Since the massive earthquake that rocked Haiti on January 12, Americans have started to adopt helpless orphans from the country. The earthquake has killed an estimated 200,000 so far, and the death rates don’t seem to be slowing down. According to the president and CEO of Joint Council on International Children’s Services, Tom Difilipio, calls and emails are pouring into the organization inquiring about adopting children abandoned in Haiti. The answer to these requests is yes.
As claimed by UNICEF, Haiti had 380,000 orphans before Tuesday’s earthquake. There’s no telling how high that number has climbed to since then. At least 1.5 million people are homeless and desperate for help.
“Everybody here [America] and in the world wants to do something. I think it’s a way that people are opening up their heads and their hearts,” said Mary Ross Agosta. Agosta is a spokesperson for the Archdiocese of Miami; an organization that shelters children until they are adopted.

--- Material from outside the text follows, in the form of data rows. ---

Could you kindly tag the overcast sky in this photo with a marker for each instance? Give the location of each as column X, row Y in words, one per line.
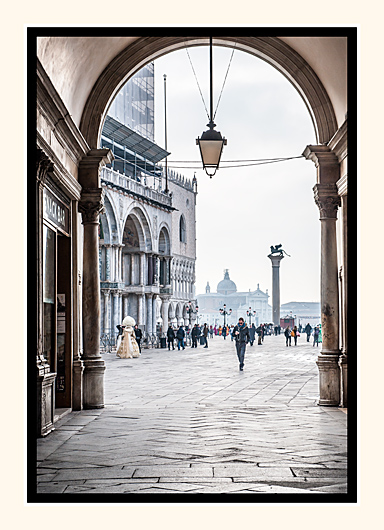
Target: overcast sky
column 241, row 212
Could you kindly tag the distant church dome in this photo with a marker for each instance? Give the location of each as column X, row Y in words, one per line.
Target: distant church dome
column 226, row 286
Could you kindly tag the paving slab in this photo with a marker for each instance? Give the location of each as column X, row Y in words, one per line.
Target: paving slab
column 191, row 422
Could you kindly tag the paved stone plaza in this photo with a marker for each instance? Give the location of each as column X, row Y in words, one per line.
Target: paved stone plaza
column 190, row 422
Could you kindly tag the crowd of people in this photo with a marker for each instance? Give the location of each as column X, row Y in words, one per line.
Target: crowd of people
column 295, row 332
column 130, row 335
column 178, row 337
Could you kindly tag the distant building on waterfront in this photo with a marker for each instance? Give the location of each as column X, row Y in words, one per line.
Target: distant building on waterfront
column 302, row 312
column 226, row 293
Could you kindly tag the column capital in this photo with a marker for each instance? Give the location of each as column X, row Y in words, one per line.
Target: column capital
column 91, row 205
column 275, row 258
column 327, row 200
column 326, row 162
column 90, row 166
column 43, row 166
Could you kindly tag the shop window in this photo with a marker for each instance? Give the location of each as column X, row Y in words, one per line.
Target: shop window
column 183, row 231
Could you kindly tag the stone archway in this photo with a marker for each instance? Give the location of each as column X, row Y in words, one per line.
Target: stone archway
column 270, row 49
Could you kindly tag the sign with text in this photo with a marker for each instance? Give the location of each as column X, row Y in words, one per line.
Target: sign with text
column 56, row 211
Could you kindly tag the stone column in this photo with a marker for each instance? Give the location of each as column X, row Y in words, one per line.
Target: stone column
column 149, row 319
column 327, row 199
column 154, row 308
column 142, row 269
column 157, row 270
column 276, row 259
column 45, row 378
column 107, row 325
column 102, row 309
column 116, row 316
column 342, row 186
column 140, row 309
column 107, row 262
column 164, row 312
column 90, row 206
column 132, row 269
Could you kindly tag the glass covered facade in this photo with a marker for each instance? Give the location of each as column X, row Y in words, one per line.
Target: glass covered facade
column 134, row 105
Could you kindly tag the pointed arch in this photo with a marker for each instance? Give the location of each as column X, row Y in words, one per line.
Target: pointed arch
column 270, row 49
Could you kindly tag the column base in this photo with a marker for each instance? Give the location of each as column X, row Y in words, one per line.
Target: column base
column 77, row 394
column 329, row 380
column 93, row 383
column 45, row 403
column 343, row 363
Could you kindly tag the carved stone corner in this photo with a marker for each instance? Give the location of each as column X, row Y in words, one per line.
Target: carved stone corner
column 43, row 166
column 91, row 204
column 327, row 200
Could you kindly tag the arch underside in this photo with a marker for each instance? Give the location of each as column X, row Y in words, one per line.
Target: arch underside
column 270, row 49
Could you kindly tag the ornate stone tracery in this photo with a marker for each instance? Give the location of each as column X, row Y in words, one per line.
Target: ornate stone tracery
column 91, row 205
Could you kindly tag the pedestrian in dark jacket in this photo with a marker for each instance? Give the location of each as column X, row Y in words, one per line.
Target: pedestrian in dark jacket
column 252, row 333
column 316, row 333
column 295, row 332
column 308, row 330
column 288, row 338
column 205, row 334
column 241, row 334
column 171, row 338
column 138, row 335
column 180, row 334
column 194, row 335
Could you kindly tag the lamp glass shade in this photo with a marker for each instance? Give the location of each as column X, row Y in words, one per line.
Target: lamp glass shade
column 211, row 146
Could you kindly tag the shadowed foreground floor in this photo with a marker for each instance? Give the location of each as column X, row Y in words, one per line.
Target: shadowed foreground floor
column 190, row 422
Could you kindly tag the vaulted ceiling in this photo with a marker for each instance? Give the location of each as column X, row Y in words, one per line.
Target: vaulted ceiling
column 74, row 64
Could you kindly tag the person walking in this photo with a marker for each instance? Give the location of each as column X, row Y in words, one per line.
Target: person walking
column 180, row 334
column 287, row 333
column 194, row 335
column 308, row 331
column 170, row 337
column 241, row 333
column 316, row 333
column 252, row 333
column 205, row 335
column 138, row 335
column 295, row 334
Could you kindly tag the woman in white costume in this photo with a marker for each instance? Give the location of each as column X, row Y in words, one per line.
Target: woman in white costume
column 128, row 347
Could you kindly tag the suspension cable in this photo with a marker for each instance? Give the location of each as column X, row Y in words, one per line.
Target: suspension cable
column 222, row 88
column 186, row 49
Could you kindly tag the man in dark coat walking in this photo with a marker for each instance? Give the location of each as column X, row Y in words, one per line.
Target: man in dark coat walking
column 170, row 338
column 241, row 334
column 205, row 334
column 180, row 334
column 138, row 335
column 252, row 333
column 195, row 334
column 308, row 330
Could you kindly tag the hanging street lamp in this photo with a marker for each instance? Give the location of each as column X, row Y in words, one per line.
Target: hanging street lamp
column 211, row 142
column 250, row 313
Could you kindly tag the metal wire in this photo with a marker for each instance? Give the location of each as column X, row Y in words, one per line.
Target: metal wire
column 201, row 94
column 255, row 163
column 222, row 88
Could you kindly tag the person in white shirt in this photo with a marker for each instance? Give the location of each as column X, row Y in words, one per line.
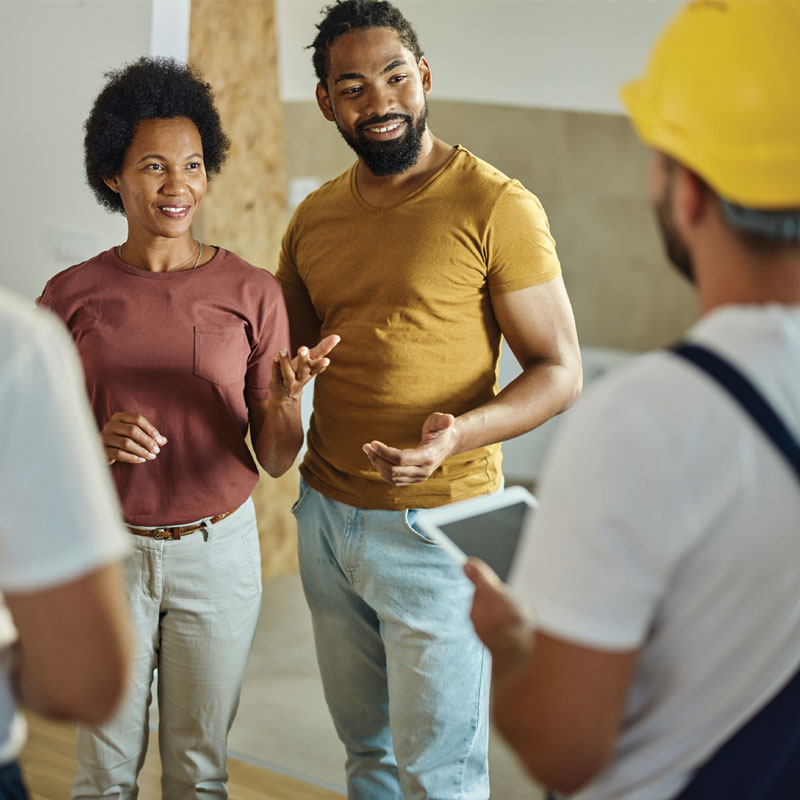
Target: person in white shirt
column 64, row 630
column 662, row 569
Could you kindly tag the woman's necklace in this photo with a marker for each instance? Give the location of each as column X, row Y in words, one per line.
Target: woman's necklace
column 168, row 269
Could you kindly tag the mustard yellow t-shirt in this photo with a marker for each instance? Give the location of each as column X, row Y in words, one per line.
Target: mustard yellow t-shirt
column 408, row 289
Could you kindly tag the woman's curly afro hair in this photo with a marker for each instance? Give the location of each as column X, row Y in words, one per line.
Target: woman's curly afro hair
column 150, row 88
column 347, row 16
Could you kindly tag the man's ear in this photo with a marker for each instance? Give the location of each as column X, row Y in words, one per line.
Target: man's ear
column 324, row 103
column 425, row 74
column 692, row 196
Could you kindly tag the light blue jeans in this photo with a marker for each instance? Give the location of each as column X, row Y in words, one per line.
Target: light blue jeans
column 194, row 604
column 405, row 677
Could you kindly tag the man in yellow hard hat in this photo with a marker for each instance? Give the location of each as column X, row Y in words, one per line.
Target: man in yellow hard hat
column 663, row 567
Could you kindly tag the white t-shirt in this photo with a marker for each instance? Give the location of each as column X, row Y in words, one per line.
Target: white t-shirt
column 59, row 519
column 670, row 523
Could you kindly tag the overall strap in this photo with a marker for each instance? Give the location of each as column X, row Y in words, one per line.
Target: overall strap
column 761, row 760
column 748, row 396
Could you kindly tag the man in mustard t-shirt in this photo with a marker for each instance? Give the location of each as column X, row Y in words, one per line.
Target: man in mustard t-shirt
column 420, row 256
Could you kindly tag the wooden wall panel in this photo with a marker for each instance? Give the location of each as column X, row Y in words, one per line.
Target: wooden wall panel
column 234, row 44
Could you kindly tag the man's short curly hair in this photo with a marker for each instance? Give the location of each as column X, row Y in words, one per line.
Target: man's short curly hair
column 149, row 88
column 347, row 16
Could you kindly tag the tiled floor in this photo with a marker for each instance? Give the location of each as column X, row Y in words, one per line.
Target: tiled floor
column 283, row 722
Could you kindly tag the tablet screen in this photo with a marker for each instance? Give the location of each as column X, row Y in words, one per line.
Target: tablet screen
column 491, row 536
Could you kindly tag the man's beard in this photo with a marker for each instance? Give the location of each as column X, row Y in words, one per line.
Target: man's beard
column 674, row 246
column 392, row 157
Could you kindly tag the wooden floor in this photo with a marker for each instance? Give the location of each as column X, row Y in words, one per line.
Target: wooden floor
column 48, row 762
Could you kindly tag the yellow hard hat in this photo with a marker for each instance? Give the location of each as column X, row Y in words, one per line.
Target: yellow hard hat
column 721, row 94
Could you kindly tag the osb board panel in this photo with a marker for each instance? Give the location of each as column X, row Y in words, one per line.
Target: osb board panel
column 233, row 43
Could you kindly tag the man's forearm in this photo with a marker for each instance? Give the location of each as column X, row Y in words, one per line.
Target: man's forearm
column 542, row 391
column 280, row 437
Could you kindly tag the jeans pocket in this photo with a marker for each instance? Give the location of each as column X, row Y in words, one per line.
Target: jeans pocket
column 409, row 516
column 220, row 354
column 305, row 489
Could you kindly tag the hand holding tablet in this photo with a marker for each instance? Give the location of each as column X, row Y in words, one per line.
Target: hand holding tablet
column 488, row 527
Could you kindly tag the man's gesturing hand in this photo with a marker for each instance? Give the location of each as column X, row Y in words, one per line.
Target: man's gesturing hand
column 412, row 465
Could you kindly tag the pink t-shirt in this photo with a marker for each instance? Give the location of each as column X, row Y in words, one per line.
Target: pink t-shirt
column 179, row 348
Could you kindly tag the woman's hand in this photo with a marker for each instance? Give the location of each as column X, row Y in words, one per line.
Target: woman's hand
column 131, row 438
column 289, row 376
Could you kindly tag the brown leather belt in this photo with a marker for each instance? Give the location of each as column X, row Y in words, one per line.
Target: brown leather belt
column 177, row 531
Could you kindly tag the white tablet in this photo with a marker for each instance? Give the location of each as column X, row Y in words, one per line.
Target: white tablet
column 488, row 527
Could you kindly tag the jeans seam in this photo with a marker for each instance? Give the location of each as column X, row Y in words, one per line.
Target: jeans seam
column 475, row 726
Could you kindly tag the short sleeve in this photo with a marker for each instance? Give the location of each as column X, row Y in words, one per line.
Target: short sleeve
column 287, row 272
column 60, row 514
column 592, row 564
column 520, row 249
column 48, row 300
column 273, row 336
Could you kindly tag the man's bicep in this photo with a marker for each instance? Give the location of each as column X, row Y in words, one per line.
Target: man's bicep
column 75, row 644
column 304, row 324
column 565, row 711
column 538, row 324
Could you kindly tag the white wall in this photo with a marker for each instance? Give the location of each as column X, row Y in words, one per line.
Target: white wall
column 566, row 54
column 53, row 54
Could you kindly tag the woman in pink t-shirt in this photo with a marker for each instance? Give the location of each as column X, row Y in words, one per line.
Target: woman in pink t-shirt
column 184, row 346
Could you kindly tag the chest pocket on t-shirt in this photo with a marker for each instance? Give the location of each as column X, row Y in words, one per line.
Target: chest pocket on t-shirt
column 220, row 354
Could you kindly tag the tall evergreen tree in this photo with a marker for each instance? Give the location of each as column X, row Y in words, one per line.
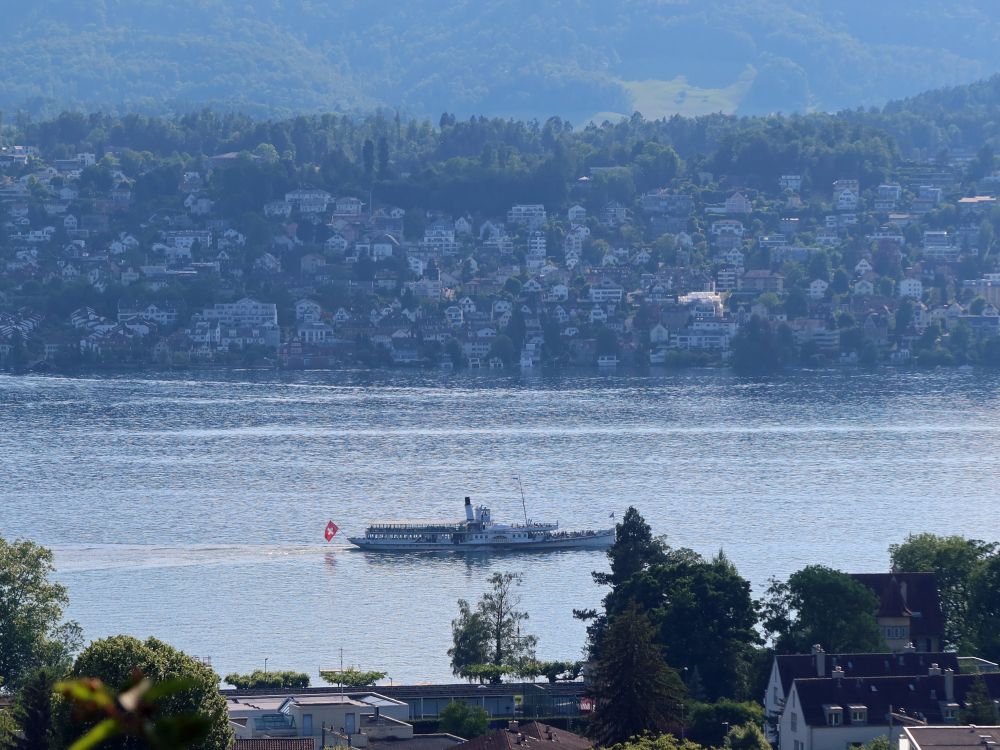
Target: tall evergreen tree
column 633, row 688
column 33, row 712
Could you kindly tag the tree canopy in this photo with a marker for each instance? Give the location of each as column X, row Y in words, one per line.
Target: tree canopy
column 491, row 633
column 117, row 659
column 634, row 689
column 819, row 605
column 33, row 633
column 955, row 561
column 701, row 610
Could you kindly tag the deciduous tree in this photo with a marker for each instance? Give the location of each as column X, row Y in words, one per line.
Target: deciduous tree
column 954, row 560
column 32, row 631
column 819, row 605
column 116, row 660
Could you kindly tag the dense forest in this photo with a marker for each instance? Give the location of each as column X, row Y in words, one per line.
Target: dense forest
column 482, row 165
column 511, row 58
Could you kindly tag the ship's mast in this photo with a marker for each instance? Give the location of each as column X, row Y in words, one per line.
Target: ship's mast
column 523, row 506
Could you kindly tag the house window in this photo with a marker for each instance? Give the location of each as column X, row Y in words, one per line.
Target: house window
column 834, row 715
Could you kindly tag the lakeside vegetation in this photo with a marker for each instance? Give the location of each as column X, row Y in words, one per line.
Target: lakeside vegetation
column 679, row 647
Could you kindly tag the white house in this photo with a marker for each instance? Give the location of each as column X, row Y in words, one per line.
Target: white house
column 817, row 288
column 910, row 287
column 308, row 311
column 738, row 203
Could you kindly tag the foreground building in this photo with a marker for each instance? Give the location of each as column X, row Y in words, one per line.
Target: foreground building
column 838, row 712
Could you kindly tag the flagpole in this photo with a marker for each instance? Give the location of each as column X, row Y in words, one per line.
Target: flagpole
column 524, row 507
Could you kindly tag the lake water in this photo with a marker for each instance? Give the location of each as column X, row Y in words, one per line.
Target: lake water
column 192, row 507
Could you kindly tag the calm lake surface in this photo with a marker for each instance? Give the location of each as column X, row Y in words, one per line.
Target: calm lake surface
column 192, row 507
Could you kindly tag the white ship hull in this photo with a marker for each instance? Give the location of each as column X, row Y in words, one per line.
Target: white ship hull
column 585, row 540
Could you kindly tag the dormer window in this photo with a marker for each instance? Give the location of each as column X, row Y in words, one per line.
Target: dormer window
column 834, row 715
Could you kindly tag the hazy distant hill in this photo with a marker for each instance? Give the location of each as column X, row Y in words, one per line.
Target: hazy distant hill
column 576, row 58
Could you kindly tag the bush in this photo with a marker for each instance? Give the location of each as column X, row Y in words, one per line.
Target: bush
column 706, row 722
column 259, row 679
column 352, row 677
column 463, row 720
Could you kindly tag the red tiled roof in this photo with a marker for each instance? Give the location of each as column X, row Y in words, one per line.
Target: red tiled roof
column 530, row 736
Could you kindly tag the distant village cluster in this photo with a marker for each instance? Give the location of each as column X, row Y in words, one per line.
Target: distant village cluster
column 847, row 271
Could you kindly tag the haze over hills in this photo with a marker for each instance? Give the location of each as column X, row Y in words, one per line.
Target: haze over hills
column 575, row 58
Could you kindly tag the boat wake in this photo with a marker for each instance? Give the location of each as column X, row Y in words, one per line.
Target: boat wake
column 86, row 558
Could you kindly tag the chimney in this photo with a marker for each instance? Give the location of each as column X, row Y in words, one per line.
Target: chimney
column 820, row 657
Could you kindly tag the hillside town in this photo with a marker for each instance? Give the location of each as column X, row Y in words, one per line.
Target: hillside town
column 843, row 273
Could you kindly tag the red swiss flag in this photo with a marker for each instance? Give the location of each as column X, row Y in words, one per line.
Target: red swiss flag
column 331, row 531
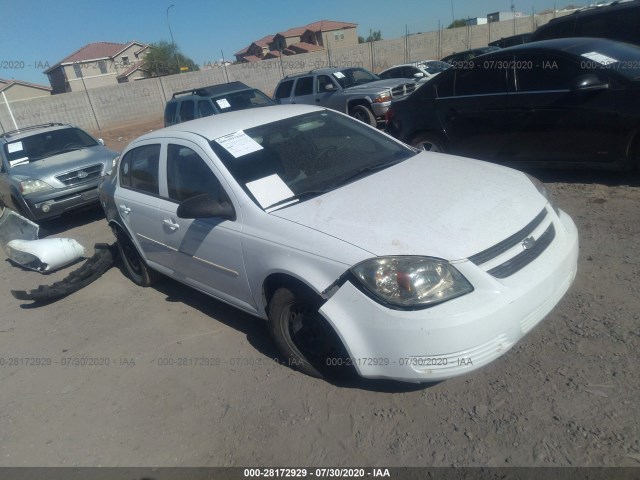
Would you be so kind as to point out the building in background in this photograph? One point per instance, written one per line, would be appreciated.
(316, 36)
(98, 64)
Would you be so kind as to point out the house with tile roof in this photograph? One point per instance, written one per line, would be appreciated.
(321, 35)
(98, 64)
(15, 90)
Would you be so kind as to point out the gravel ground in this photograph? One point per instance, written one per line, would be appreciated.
(566, 395)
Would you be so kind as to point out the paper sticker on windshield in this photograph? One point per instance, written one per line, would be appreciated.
(18, 161)
(223, 103)
(14, 147)
(600, 58)
(239, 144)
(269, 190)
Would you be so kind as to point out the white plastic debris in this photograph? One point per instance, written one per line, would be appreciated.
(45, 255)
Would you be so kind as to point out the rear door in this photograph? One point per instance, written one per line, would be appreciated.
(473, 112)
(552, 121)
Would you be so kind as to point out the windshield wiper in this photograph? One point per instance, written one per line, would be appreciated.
(298, 196)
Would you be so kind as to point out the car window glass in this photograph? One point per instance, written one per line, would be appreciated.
(188, 175)
(205, 109)
(545, 72)
(187, 111)
(304, 86)
(139, 169)
(323, 81)
(170, 113)
(480, 80)
(284, 89)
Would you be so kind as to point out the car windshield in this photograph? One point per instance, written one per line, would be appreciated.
(354, 76)
(47, 144)
(240, 100)
(300, 157)
(435, 66)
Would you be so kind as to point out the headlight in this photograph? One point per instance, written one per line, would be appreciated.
(382, 97)
(544, 192)
(33, 186)
(411, 282)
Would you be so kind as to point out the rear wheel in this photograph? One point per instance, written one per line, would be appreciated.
(304, 336)
(138, 271)
(428, 142)
(362, 113)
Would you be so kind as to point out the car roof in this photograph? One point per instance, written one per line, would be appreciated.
(31, 130)
(576, 46)
(216, 126)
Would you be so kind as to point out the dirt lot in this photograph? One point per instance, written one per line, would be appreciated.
(566, 395)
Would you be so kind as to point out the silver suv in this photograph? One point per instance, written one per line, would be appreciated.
(354, 91)
(47, 170)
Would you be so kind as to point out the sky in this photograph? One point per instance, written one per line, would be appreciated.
(36, 34)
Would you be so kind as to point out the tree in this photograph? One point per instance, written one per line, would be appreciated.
(165, 58)
(460, 22)
(374, 37)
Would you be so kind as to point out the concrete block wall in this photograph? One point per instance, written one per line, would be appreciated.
(144, 100)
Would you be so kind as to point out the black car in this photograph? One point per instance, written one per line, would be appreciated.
(564, 102)
(461, 57)
(617, 21)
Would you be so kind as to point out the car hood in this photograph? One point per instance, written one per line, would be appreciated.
(432, 204)
(379, 85)
(64, 162)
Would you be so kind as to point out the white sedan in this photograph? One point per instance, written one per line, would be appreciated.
(363, 254)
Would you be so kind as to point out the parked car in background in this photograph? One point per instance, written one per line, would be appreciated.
(505, 42)
(615, 21)
(47, 170)
(307, 218)
(566, 103)
(203, 102)
(354, 91)
(461, 57)
(417, 71)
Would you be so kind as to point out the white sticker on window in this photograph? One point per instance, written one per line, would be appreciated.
(18, 161)
(269, 190)
(599, 57)
(15, 147)
(223, 103)
(238, 144)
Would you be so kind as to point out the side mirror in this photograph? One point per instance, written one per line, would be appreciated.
(205, 206)
(589, 83)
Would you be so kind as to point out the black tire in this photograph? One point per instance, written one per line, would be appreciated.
(304, 337)
(362, 113)
(429, 142)
(137, 269)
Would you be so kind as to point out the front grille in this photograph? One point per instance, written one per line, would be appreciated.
(402, 90)
(526, 257)
(512, 241)
(81, 175)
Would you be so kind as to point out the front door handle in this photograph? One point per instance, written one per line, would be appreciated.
(169, 223)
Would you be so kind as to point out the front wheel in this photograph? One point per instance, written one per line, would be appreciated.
(428, 142)
(304, 336)
(362, 113)
(137, 269)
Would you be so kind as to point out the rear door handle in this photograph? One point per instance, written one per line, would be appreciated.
(169, 223)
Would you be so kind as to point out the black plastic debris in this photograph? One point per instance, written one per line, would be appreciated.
(101, 261)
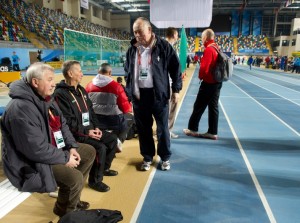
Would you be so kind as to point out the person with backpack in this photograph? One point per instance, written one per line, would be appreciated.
(209, 91)
(250, 61)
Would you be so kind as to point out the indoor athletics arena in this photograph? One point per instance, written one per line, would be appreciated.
(249, 174)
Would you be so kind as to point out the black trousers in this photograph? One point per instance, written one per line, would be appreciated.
(72, 180)
(105, 153)
(208, 95)
(144, 110)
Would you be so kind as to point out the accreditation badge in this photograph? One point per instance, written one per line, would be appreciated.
(85, 119)
(143, 74)
(60, 143)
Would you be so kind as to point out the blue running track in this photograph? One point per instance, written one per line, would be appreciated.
(251, 174)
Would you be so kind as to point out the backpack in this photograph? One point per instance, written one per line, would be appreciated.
(224, 67)
(92, 216)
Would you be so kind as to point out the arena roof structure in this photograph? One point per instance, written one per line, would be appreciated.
(219, 6)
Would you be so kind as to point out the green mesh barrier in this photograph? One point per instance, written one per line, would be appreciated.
(92, 50)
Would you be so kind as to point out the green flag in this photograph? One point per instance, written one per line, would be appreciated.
(183, 50)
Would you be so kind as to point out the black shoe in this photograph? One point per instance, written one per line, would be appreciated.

Last week, 54 Haitian orphans arrived in Pittsburgh, Pennsylvania and were taken in at the Children’s Hospital of Pittsburgh. Seven of these children were adopted immediately. According to the Catholic Charities of Pittsburgh, people as far away as Alaska are willing to take these kids into their homes. An estimated 100 people have called the charity in hopes of adopting.
Despite the desperate need for adoptions, the process is a grueling one. Spokesman for U.S. Citizen and Immigration Services, Chris Bentley, says that the children coming America now were already verified as orphans before the earthquake. The families adopting also need to be cleared.
Tom Difilipio claims that this kind of adoption is a minimum two-year process, and that some families have waited five years.
The Homeland Security Department is trying to work on making the adopting process easier. So far, the U.S. has just set up a base in Puerto Rico that will serve as a place for the children to wait to be adopted by Americans.
According to State Department spokesman Darby Holladay, the orphans are a prime concern of the government. Darby says that the U.S. is working “around the clock” with Homeland Security and the government of Haiti.
UNICEF is also taking a step to help determine the status some Haitian children. The organization will help find out if some kids are missing from their families, or really are orphans. UNICEF would help reunite them with their family, or set up an international adoption.
The situation in Haiti as a whole is devastating. Knowing that there are homeless children roaming around the country is upsetting, and Americans stepping up to help these orphans is extremely heroic.